The centenary of women and cars marked in Saratoga

Amazing and repellent as it may sound, there are still societies on this planet that place severe restrictions on the ability of women to participate in them, including limits on their right to drive a motor vehicle. Happily, the United States is well ahead of those places when it comes to the emancipation of women. Next year, 2020, will mark 100 years since American women were granted the right to vote. To commemorate that pivotal event, the Saratoga Automobile Museum in eastern upstate New York is recognizing the exploits of six pioneering women automobilists, as they used to be called, who were among the very first to drive a car in this country.

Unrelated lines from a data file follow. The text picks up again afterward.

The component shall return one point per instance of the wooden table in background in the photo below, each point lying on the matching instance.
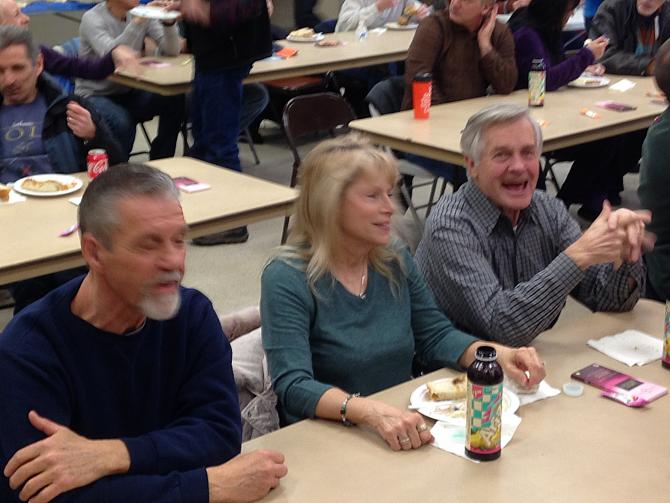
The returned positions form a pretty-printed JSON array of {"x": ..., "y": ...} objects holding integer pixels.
[
  {"x": 438, "y": 137},
  {"x": 381, "y": 48},
  {"x": 586, "y": 449},
  {"x": 31, "y": 245}
]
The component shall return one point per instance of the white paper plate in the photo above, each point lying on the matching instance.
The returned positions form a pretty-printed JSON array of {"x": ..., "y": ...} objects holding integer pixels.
[
  {"x": 59, "y": 178},
  {"x": 395, "y": 26},
  {"x": 314, "y": 38},
  {"x": 154, "y": 13},
  {"x": 453, "y": 411},
  {"x": 589, "y": 81}
]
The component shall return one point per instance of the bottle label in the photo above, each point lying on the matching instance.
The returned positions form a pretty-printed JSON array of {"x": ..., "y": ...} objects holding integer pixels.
[
  {"x": 666, "y": 338},
  {"x": 483, "y": 423},
  {"x": 536, "y": 87}
]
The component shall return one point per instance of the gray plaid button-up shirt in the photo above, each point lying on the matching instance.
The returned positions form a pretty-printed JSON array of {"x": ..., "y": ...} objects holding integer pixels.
[{"x": 508, "y": 284}]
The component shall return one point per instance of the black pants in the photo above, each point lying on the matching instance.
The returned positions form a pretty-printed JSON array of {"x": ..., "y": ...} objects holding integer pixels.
[{"x": 599, "y": 167}]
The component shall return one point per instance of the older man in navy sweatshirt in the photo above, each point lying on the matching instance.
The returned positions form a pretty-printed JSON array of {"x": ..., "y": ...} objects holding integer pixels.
[{"x": 118, "y": 385}]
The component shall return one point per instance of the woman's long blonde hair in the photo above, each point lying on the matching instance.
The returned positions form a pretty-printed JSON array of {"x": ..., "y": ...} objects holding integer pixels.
[{"x": 324, "y": 176}]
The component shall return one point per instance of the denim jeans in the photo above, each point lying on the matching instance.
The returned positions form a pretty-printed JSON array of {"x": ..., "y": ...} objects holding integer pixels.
[
  {"x": 255, "y": 98},
  {"x": 215, "y": 115},
  {"x": 123, "y": 111}
]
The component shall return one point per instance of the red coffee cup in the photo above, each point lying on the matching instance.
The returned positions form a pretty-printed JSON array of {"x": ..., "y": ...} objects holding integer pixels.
[{"x": 422, "y": 86}]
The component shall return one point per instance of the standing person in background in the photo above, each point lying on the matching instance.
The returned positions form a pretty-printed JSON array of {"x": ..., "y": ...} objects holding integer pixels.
[
  {"x": 537, "y": 35},
  {"x": 303, "y": 13},
  {"x": 376, "y": 13},
  {"x": 635, "y": 29},
  {"x": 654, "y": 183},
  {"x": 465, "y": 49},
  {"x": 225, "y": 42},
  {"x": 469, "y": 53},
  {"x": 590, "y": 9},
  {"x": 104, "y": 27}
]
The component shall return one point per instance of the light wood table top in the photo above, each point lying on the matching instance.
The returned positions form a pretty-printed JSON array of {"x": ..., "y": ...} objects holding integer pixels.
[
  {"x": 438, "y": 137},
  {"x": 586, "y": 449},
  {"x": 378, "y": 48},
  {"x": 31, "y": 245}
]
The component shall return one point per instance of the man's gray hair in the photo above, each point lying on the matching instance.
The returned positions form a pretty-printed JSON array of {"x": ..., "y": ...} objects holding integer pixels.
[
  {"x": 472, "y": 143},
  {"x": 15, "y": 35},
  {"x": 99, "y": 208}
]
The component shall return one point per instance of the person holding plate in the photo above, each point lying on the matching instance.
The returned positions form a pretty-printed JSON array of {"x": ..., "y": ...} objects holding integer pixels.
[
  {"x": 345, "y": 311},
  {"x": 376, "y": 13}
]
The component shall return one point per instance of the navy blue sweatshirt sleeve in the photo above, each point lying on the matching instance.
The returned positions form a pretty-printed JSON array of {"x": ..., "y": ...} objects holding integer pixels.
[
  {"x": 207, "y": 430},
  {"x": 181, "y": 384},
  {"x": 74, "y": 66}
]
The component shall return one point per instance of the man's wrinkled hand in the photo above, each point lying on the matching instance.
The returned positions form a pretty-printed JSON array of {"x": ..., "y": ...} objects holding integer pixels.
[
  {"x": 61, "y": 462},
  {"x": 79, "y": 121},
  {"x": 247, "y": 477}
]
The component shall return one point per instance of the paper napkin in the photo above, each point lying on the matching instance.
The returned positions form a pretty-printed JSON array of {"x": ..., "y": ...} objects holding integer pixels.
[
  {"x": 622, "y": 85},
  {"x": 14, "y": 197},
  {"x": 544, "y": 390},
  {"x": 631, "y": 347}
]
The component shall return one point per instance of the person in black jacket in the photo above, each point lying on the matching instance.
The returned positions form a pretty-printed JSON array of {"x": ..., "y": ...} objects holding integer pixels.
[{"x": 225, "y": 38}]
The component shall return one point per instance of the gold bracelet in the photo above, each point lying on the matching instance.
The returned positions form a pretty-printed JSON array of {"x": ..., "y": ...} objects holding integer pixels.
[{"x": 343, "y": 409}]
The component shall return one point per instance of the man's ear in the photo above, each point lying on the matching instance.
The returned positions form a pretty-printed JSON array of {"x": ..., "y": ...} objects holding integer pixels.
[
  {"x": 39, "y": 63},
  {"x": 470, "y": 167},
  {"x": 90, "y": 249}
]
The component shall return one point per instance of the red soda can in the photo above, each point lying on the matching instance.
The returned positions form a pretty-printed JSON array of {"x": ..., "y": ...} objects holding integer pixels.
[
  {"x": 421, "y": 95},
  {"x": 96, "y": 162}
]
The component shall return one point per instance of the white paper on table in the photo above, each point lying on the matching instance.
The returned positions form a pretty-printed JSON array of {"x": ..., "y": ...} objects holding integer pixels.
[
  {"x": 451, "y": 438},
  {"x": 623, "y": 85},
  {"x": 14, "y": 197},
  {"x": 544, "y": 390},
  {"x": 631, "y": 347}
]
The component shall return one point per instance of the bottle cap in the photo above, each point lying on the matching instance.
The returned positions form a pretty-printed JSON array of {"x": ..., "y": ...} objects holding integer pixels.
[
  {"x": 423, "y": 77},
  {"x": 573, "y": 389},
  {"x": 486, "y": 353}
]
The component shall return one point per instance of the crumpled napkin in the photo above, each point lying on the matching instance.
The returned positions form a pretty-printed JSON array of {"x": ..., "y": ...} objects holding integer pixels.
[
  {"x": 544, "y": 390},
  {"x": 622, "y": 85},
  {"x": 14, "y": 197},
  {"x": 631, "y": 347},
  {"x": 451, "y": 438}
]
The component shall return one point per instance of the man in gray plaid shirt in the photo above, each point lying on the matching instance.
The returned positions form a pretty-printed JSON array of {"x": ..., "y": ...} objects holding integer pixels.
[{"x": 501, "y": 258}]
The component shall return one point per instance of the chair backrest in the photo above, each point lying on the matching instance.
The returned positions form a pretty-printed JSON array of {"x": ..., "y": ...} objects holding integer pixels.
[
  {"x": 385, "y": 97},
  {"x": 314, "y": 113},
  {"x": 67, "y": 48}
]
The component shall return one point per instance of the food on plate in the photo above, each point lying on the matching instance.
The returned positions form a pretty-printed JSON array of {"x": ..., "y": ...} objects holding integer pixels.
[
  {"x": 46, "y": 185},
  {"x": 302, "y": 33},
  {"x": 4, "y": 193},
  {"x": 448, "y": 389},
  {"x": 407, "y": 14},
  {"x": 329, "y": 42}
]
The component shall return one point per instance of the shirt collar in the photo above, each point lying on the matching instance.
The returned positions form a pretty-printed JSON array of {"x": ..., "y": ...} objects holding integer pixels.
[{"x": 488, "y": 213}]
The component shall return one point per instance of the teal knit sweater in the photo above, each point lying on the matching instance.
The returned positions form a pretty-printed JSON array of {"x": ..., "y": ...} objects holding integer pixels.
[{"x": 337, "y": 339}]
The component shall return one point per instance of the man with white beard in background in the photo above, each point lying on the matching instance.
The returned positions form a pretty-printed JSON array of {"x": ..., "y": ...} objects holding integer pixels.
[{"x": 118, "y": 385}]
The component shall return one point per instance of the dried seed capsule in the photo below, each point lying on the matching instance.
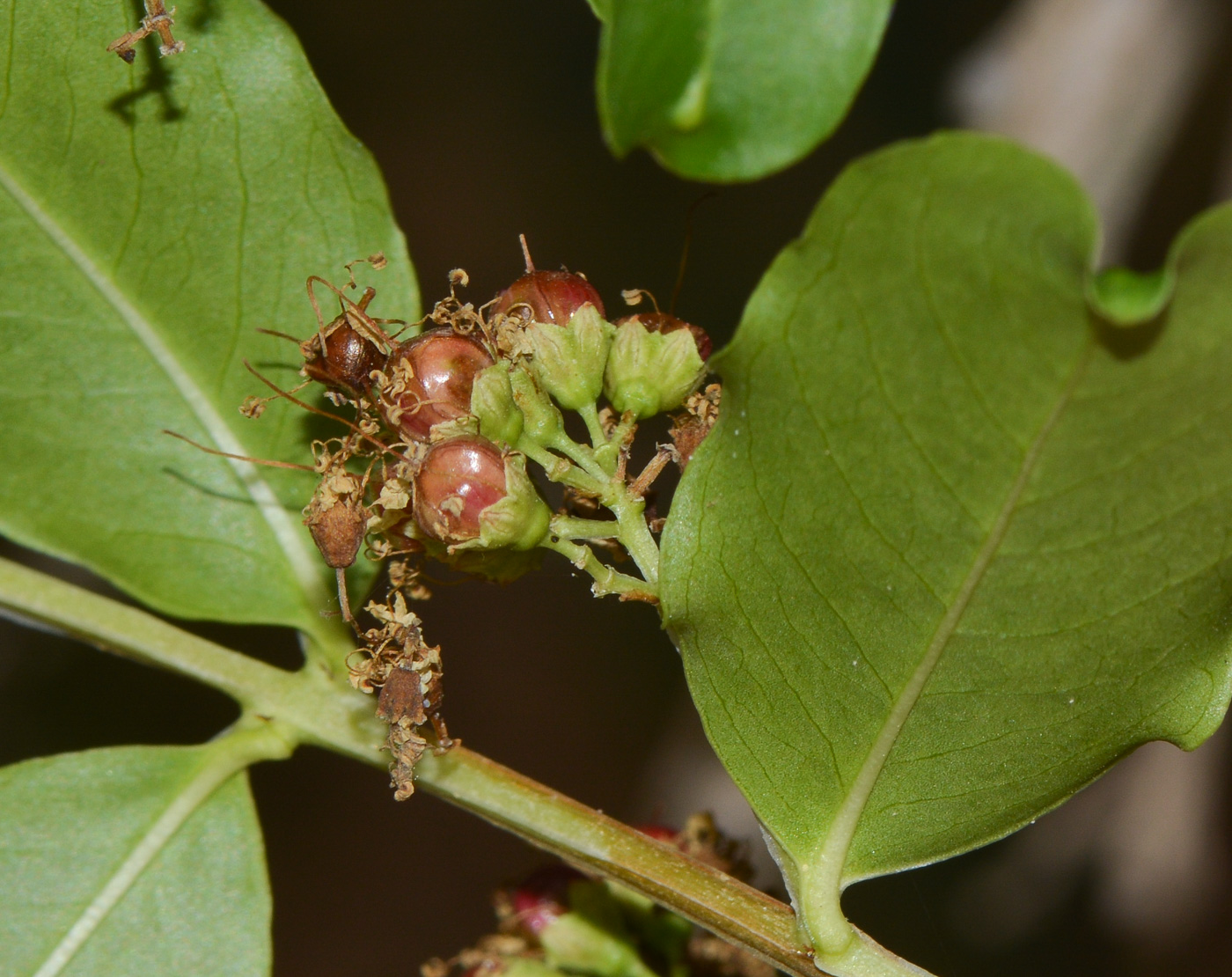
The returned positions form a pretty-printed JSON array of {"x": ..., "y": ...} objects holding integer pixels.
[
  {"x": 471, "y": 496},
  {"x": 548, "y": 298},
  {"x": 348, "y": 363},
  {"x": 430, "y": 381},
  {"x": 655, "y": 364}
]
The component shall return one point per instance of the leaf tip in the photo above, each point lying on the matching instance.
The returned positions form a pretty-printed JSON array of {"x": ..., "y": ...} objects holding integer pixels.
[{"x": 1127, "y": 298}]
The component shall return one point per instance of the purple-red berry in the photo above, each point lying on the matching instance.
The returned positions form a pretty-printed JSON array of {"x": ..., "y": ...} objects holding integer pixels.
[
  {"x": 430, "y": 381},
  {"x": 458, "y": 480},
  {"x": 548, "y": 298}
]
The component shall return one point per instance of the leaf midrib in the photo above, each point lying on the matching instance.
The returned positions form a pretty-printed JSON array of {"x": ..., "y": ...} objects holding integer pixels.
[
  {"x": 302, "y": 562},
  {"x": 831, "y": 857}
]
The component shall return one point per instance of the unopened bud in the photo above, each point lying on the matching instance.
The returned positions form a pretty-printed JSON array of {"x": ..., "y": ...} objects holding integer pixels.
[
  {"x": 471, "y": 496},
  {"x": 652, "y": 369}
]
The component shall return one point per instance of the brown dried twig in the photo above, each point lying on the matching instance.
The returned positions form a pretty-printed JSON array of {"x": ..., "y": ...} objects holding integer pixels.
[{"x": 157, "y": 20}]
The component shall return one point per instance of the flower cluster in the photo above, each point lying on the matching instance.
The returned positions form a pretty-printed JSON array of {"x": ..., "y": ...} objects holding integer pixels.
[{"x": 453, "y": 430}]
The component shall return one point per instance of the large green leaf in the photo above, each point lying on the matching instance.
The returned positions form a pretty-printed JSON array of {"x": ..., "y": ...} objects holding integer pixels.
[
  {"x": 729, "y": 90},
  {"x": 153, "y": 218},
  {"x": 70, "y": 826},
  {"x": 954, "y": 547}
]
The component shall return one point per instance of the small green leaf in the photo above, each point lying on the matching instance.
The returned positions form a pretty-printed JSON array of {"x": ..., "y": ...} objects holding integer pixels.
[
  {"x": 1125, "y": 298},
  {"x": 727, "y": 92},
  {"x": 154, "y": 217},
  {"x": 948, "y": 555},
  {"x": 70, "y": 826}
]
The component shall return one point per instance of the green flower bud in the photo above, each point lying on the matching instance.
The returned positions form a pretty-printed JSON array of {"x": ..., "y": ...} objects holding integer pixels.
[
  {"x": 575, "y": 943},
  {"x": 492, "y": 402},
  {"x": 471, "y": 496},
  {"x": 541, "y": 421},
  {"x": 650, "y": 371},
  {"x": 517, "y": 521},
  {"x": 569, "y": 361}
]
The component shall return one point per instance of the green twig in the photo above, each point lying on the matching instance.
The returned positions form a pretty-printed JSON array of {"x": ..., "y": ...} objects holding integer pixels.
[
  {"x": 572, "y": 527},
  {"x": 334, "y": 716},
  {"x": 594, "y": 427},
  {"x": 607, "y": 580}
]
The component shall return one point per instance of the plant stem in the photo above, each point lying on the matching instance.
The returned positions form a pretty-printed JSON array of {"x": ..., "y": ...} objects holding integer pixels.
[
  {"x": 581, "y": 456},
  {"x": 594, "y": 427},
  {"x": 606, "y": 579},
  {"x": 572, "y": 527},
  {"x": 562, "y": 470},
  {"x": 336, "y": 717},
  {"x": 636, "y": 535}
]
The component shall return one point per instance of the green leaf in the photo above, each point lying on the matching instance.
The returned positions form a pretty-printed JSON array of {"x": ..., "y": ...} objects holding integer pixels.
[
  {"x": 70, "y": 826},
  {"x": 726, "y": 92},
  {"x": 1125, "y": 298},
  {"x": 954, "y": 546},
  {"x": 154, "y": 217}
]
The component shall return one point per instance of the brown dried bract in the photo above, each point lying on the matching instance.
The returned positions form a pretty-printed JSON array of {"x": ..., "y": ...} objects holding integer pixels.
[
  {"x": 408, "y": 672},
  {"x": 157, "y": 20},
  {"x": 690, "y": 428}
]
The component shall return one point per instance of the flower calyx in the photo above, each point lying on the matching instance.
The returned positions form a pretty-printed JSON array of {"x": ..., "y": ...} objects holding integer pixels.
[
  {"x": 656, "y": 361},
  {"x": 471, "y": 496}
]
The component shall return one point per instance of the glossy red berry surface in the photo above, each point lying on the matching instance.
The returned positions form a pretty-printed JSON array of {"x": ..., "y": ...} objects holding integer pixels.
[
  {"x": 456, "y": 482},
  {"x": 663, "y": 322},
  {"x": 544, "y": 897},
  {"x": 548, "y": 298},
  {"x": 431, "y": 378}
]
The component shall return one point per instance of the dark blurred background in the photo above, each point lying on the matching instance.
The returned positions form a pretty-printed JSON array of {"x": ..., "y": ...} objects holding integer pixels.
[{"x": 482, "y": 119}]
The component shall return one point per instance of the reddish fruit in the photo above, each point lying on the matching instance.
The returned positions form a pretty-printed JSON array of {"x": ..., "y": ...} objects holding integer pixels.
[
  {"x": 458, "y": 480},
  {"x": 663, "y": 322},
  {"x": 544, "y": 897},
  {"x": 348, "y": 363},
  {"x": 548, "y": 298},
  {"x": 431, "y": 378},
  {"x": 659, "y": 833}
]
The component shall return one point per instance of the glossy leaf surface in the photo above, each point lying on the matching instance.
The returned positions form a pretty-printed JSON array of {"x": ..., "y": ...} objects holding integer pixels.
[
  {"x": 154, "y": 217},
  {"x": 955, "y": 546},
  {"x": 724, "y": 90},
  {"x": 70, "y": 823}
]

This view shows the exhibition in the museum, itself a historic structure that once was a plant that bottled Saratoga Springs’ famed curative waters. The women being honored include the thespians Izetta Jewel Kenney Brown Miller and Hazel May Jewel Kenney Godwin Horne, an early female physician who drove to house calls, Dr. Elizabeth Van Rensselaer Gillette; the early racing driver and Good Roads Movement activist Joan Newton Cuneo; the transcontinental motoring pioneer Alice Taylor Huyler Ramsey; Blanche Stuart Scott, who drove a Willys-Overland across the country in 1910 and may have been this country’s first female aviator; and Sarah Breedlove McWilliams Davis Walker, better known as Madam C.J. Walker, an early African American hair-care entrepreneur whose fleet of cars included an Indianapolis-built Waverly electric. The museum is off U.S. 9 in Saratoga Spa State Park, about three hours north of New York City.